Serious pollution caused around 160,000 premature deaths in the world’s five most populous cities last year, even as air quality improved in some places due to coronavirus lockdowns, an environmental group said Thursday. The worst-affected was New Delhi, the most polluted capital on Earth, where around 54,000 deaths are estimated to have occurred due to hazardous PM2.5 airborne particles, according to a report from Greenpeace Southeast Asia. In Tokyo, the figure was 40,000 with the rest spread across Shanghai, Sao Paulo and Mexico City, according to the report, which looked at the impact of microscopic PM2.5 matter produced by burning fossil fuels.
“When governments choose coal, oil and gas over clean energy, it’s our health that pays the price,” said Avinash Chanchal, climate campaigner at Greenpeace India.
PM2.5 particles are considered the most harmful for health. They damage the heart and lungs and increase the chances of severe asthma attacks. Some studies have linked PM2.5 exposure to a higher risk of dying from COVID-19.
The report used an online tool that estimates the impacts of PM 2.5 by taking air quality data from monitoring site IQAir and combining it with scientific risk models, as well as population and health data. The tool is a collaboration between Greenpeace, IQAir, and the Centre for Research on Energy and Clean Air.

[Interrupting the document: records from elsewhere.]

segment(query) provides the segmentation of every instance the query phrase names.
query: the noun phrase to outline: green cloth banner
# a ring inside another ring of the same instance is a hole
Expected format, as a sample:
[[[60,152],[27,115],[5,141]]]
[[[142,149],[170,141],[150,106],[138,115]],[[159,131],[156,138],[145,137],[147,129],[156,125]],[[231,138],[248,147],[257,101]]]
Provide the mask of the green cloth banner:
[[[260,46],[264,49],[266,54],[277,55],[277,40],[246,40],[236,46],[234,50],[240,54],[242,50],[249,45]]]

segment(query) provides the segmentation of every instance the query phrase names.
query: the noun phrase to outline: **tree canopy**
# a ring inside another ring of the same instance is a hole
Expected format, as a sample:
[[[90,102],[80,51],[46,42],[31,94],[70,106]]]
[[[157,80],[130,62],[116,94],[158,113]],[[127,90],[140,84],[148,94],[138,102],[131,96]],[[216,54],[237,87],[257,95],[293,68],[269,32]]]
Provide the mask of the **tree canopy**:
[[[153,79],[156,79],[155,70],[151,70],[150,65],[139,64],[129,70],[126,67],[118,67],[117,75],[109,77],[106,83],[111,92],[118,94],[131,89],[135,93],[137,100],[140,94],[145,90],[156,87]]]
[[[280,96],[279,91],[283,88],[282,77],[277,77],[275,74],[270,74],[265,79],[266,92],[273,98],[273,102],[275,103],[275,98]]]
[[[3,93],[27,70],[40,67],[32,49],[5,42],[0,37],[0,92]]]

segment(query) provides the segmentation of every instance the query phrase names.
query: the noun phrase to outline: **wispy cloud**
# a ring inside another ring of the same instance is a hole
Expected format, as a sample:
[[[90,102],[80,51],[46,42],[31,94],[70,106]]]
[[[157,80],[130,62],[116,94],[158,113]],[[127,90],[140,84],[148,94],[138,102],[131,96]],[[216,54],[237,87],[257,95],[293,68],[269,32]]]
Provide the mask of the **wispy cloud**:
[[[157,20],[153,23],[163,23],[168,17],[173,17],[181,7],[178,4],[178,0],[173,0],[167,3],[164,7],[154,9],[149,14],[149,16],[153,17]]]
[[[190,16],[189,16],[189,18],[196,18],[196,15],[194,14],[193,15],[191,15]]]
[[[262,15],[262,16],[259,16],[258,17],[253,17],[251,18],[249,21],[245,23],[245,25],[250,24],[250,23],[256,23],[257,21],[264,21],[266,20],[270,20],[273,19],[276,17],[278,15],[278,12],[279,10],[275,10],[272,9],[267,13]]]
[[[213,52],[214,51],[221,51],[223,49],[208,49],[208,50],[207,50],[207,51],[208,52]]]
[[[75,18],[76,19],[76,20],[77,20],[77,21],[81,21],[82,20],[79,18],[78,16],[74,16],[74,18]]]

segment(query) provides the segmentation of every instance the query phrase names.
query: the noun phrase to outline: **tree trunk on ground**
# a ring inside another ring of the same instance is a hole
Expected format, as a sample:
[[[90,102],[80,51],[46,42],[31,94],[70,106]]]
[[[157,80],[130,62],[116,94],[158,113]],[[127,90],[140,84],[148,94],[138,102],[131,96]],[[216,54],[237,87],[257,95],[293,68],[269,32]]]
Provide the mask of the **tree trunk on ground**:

Despite the high numbers of deaths, coronavirus lockdowns imposed across the world — that took traffic off the streets and shut down polluting industries — did temporarily clear the skies above big cities.
Delhi, for instance, underwent a dramatic transformation for a period last year when curbs were imposed, with residents revelling in azure skies and clean air. Scientists say that massive drops in some pollutants due to lockdowns are bound to have prevented deaths.
Nevertheless, Greenpeace urged governments to put investment in renewable energy at the heart of plans to recover from the pandemic-triggered economic downturn.
“To really clean up our air, governments must stop building new coal plants, retire existing coal plants, and invest in clean energy generation, such as wind and solar,” said the group’s air pollution scientist Aidan Farrow.